For the purpose of reviving your memory, the provision giving the Governor the power to appoint the Chairman and members of the Rivers State House of Assembly Service Commission under the repealed 2006 Law provides in its opening paragraph:
“3. Section 2(2) of the Principal Law is amended by repealing section 2 and substituting the following section…” (emphasis mine).
Further, Section 6(1)(a) of the Interpretation Act provides:
“(1) The repeal of an enactment shall not revive anything not in force or existing at the time when the repeal takes effect.”
Please note that Section 318(4) of the 1999 Constitution provides that “The Interpretation Act shall apply for the purposes of interpreting the provisions of this Constitution.”
It follows from the above that the House cannot repeal Sections 2 and 3 of the Rivers State House of Assembly Service Commission (Amendment) Law No 3, 2006 to revive the already repealed provisions of the 1999 Law.
Conclusion
In conclusion, the Rivers State House of Assembly lacks the powers, legal or otherwise, to remove the power of appointment of the Chairman and members of the Rivers State House of Assembly Service Commission from the Governor and vest that power on themselves. The provision in the Rivers State House of Assembly Service Commission (Amendment) Law, 2024 seeking to vest that power on the House is in clear contravention of the 1999 Constitution, and therefore, a nullity in the eyes of the Law. See the case of MacFoy v UAC (1961) 3 All ER 1169 where the court held that you cannot put something on nothing and expect it to stand.

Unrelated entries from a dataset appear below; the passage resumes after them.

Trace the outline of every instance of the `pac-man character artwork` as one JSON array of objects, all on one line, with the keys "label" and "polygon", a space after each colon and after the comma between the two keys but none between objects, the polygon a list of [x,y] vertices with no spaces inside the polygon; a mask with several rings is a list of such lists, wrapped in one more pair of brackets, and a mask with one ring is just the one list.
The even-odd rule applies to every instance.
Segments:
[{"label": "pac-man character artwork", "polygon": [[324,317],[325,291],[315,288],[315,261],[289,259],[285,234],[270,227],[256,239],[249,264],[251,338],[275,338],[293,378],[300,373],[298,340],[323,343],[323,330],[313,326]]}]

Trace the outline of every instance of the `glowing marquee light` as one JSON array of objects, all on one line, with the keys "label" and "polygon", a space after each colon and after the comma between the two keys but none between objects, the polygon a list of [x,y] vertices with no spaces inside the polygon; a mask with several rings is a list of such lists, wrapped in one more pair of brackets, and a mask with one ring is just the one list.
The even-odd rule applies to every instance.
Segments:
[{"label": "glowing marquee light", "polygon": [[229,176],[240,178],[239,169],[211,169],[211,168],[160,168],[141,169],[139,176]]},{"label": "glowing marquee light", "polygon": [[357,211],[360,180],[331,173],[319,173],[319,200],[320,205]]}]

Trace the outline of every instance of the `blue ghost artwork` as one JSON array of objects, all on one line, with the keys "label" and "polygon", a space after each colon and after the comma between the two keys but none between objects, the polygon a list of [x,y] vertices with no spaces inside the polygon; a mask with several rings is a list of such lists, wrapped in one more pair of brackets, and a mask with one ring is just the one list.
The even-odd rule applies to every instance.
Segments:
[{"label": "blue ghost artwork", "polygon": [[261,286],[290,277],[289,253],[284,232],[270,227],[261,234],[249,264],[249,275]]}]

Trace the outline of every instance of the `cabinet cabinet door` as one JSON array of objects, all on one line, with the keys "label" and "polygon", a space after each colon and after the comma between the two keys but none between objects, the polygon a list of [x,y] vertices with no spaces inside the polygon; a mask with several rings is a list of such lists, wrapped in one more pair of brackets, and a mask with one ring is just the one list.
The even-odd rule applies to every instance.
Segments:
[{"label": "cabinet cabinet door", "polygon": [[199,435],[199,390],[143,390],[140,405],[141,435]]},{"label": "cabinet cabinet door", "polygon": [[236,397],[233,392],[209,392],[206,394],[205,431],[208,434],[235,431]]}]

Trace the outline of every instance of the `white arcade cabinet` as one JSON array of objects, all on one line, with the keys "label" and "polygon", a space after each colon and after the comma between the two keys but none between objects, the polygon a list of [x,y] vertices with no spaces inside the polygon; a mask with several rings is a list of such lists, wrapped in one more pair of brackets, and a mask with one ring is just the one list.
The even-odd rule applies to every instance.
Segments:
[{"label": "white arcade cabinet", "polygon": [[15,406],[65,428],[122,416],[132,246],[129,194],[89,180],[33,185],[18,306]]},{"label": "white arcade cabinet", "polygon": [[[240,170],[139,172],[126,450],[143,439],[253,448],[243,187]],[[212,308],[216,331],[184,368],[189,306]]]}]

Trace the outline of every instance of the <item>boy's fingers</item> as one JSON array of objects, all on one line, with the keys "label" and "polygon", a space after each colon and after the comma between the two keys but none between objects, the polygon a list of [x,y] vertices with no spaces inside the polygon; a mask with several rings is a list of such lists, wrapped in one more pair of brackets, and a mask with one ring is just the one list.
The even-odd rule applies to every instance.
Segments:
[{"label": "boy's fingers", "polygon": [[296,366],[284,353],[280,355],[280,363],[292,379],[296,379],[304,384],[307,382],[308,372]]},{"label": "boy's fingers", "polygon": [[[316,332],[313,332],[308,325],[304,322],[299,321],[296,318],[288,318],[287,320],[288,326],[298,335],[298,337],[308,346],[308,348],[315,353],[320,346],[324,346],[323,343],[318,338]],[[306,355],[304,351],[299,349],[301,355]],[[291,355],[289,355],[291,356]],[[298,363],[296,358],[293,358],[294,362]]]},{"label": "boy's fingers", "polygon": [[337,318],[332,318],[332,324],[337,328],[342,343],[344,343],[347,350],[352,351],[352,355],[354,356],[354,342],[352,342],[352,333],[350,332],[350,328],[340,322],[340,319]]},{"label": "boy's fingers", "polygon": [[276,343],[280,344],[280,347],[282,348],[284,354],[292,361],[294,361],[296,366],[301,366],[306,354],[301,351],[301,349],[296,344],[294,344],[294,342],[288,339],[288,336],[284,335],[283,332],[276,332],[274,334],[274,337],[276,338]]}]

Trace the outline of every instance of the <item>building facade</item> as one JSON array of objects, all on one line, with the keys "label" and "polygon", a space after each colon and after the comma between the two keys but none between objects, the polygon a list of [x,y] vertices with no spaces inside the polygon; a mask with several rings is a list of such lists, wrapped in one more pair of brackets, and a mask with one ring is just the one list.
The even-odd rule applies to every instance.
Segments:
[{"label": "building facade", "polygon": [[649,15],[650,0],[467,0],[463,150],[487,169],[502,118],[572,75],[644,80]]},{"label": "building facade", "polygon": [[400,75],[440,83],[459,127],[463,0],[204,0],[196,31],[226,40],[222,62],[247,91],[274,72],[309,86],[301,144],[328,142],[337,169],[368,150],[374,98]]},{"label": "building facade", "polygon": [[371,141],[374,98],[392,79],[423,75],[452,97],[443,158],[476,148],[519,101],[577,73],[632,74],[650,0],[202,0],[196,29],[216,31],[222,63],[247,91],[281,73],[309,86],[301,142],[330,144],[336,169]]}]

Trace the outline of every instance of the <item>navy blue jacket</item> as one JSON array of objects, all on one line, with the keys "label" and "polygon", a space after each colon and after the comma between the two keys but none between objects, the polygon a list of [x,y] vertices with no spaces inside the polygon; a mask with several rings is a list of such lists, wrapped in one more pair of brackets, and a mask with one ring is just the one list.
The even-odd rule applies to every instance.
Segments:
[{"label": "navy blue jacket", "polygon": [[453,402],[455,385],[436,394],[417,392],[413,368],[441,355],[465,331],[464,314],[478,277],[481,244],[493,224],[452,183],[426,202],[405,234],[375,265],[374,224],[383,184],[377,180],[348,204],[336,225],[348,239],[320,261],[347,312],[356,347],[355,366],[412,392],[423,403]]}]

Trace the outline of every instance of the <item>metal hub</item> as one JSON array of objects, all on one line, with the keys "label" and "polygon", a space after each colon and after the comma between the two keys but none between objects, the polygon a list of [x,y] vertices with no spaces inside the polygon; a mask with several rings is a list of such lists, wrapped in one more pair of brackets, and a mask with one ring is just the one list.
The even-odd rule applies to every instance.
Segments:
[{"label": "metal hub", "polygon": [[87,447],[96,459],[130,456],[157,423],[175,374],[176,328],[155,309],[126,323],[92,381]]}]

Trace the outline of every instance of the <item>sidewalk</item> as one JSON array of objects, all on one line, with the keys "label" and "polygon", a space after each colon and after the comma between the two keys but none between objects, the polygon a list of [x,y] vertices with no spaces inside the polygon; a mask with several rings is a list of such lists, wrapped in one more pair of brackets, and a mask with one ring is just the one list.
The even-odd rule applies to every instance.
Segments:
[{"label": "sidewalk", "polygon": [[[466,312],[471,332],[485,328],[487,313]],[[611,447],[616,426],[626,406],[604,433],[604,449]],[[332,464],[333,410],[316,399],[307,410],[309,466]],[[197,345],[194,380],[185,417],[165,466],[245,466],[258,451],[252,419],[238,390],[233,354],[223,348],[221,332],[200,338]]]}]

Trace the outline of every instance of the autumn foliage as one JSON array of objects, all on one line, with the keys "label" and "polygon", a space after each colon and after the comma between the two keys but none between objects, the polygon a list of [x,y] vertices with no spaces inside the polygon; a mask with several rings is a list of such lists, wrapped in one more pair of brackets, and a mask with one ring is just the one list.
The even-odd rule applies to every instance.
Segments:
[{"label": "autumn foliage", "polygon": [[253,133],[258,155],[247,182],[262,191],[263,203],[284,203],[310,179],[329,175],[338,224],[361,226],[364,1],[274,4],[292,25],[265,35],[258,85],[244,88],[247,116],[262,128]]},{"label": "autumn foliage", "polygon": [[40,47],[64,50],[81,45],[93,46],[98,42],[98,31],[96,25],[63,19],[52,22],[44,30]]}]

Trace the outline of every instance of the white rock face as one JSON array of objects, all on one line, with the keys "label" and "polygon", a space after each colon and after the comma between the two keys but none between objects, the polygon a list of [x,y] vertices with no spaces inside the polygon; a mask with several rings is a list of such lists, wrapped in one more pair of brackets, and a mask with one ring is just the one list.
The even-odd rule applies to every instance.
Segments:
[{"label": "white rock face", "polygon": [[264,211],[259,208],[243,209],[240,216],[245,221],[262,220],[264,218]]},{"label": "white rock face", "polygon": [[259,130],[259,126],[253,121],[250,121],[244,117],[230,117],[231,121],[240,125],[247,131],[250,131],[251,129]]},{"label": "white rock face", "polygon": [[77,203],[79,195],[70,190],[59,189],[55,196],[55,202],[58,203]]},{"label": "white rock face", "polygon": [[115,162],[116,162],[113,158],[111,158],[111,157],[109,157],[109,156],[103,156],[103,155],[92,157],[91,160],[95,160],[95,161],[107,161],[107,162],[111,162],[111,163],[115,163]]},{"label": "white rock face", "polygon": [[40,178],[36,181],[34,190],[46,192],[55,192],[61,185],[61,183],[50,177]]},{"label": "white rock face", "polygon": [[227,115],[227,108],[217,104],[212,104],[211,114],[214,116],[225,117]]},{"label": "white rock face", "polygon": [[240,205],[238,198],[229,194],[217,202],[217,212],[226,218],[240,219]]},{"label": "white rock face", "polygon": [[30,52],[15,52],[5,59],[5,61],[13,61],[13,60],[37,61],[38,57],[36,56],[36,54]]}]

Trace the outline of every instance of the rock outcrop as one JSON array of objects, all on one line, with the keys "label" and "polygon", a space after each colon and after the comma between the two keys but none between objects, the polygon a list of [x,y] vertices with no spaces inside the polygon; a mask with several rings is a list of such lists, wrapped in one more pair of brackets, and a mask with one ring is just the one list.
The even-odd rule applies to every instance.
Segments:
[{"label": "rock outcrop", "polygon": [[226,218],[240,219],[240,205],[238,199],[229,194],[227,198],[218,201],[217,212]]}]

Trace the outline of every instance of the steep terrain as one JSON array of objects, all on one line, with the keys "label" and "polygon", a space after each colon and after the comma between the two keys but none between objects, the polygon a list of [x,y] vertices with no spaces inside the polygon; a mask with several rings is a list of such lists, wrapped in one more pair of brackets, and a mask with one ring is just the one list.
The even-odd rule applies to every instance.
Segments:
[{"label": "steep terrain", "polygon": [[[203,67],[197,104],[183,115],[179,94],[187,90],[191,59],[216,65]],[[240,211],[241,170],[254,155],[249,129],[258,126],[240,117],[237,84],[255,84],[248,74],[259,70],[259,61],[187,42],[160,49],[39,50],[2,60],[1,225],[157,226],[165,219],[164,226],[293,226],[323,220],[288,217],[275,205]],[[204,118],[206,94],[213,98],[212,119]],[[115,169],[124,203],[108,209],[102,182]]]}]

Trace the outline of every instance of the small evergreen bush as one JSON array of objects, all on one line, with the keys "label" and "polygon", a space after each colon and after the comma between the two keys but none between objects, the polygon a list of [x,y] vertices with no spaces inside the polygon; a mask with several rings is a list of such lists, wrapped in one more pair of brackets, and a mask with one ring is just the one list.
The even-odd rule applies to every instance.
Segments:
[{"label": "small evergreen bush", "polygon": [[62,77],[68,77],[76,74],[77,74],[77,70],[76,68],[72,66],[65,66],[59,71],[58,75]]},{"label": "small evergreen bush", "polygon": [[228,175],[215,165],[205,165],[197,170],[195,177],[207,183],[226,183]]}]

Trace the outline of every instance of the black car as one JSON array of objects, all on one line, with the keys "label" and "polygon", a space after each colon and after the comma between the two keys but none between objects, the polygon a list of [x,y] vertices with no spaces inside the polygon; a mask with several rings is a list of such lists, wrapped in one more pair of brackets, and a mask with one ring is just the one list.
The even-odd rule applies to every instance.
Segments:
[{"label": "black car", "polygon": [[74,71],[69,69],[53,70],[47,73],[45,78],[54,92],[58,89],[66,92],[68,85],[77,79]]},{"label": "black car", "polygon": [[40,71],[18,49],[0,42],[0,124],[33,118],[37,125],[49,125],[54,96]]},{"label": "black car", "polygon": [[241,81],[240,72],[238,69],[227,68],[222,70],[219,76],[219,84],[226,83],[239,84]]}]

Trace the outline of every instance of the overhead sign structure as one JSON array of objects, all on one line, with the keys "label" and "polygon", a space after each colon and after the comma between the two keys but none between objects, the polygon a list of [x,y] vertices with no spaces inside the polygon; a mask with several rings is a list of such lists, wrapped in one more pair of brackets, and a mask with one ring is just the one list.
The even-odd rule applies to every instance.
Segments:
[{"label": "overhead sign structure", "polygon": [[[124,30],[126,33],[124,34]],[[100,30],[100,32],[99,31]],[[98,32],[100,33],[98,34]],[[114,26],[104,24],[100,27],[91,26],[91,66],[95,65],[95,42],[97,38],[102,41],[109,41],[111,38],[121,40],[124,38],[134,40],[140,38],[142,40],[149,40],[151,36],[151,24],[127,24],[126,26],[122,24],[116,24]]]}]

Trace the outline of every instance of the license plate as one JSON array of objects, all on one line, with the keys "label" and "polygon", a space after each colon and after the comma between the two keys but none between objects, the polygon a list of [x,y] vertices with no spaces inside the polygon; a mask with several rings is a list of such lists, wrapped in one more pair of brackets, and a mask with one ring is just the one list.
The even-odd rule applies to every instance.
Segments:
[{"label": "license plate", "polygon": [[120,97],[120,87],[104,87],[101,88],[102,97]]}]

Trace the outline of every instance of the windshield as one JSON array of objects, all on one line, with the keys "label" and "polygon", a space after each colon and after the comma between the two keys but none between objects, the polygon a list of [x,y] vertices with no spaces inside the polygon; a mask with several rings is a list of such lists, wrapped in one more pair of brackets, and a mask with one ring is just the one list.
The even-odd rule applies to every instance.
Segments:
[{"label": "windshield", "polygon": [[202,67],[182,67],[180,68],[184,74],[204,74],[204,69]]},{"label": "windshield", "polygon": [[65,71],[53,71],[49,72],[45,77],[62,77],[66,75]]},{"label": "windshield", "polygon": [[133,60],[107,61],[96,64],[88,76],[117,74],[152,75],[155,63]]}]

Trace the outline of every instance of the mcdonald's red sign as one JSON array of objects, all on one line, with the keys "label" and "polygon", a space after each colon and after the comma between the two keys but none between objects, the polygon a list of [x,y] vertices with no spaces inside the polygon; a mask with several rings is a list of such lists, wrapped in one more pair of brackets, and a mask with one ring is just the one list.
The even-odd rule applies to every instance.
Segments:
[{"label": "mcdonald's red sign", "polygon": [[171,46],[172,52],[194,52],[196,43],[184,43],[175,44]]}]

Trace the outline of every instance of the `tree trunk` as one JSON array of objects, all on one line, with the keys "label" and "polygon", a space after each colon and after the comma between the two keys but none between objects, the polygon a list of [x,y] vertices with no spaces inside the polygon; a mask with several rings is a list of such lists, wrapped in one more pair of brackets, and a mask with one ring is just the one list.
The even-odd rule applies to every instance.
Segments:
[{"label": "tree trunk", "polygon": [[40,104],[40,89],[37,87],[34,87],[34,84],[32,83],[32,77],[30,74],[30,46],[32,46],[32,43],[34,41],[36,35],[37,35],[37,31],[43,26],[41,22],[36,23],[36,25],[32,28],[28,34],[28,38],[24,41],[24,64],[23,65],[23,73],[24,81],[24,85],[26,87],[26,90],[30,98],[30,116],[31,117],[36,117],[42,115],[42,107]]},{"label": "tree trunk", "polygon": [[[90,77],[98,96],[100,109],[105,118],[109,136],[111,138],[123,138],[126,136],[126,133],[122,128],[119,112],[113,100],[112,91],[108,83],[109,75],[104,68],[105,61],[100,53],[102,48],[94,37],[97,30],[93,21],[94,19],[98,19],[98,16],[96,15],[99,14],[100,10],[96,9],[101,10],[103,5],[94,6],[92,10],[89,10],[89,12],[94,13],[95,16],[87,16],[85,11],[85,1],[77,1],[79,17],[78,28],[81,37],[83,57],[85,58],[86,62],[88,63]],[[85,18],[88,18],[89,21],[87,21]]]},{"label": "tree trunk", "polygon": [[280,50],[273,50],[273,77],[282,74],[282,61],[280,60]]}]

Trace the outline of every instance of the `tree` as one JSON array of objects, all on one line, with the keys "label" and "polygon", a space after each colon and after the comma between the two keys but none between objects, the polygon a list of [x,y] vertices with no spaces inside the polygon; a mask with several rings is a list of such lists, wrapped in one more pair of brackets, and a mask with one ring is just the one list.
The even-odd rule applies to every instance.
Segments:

In that case, Lord Denning stated: “If an act is void, then it is in law a nullity. It is not only bad, but incurably bad. There is no need for an order of court to set it aside. It is automatically null and void without more ado, though it is sometimes more convenient to have the court declare it to be so. And every proceeding which is founded on it is also bad and incurably bad. You cannot put something on nothing and expect it to stay there. It will collapse.”
Rt Hon Ehie is Chief of Staff, Government House, Port Harcourt.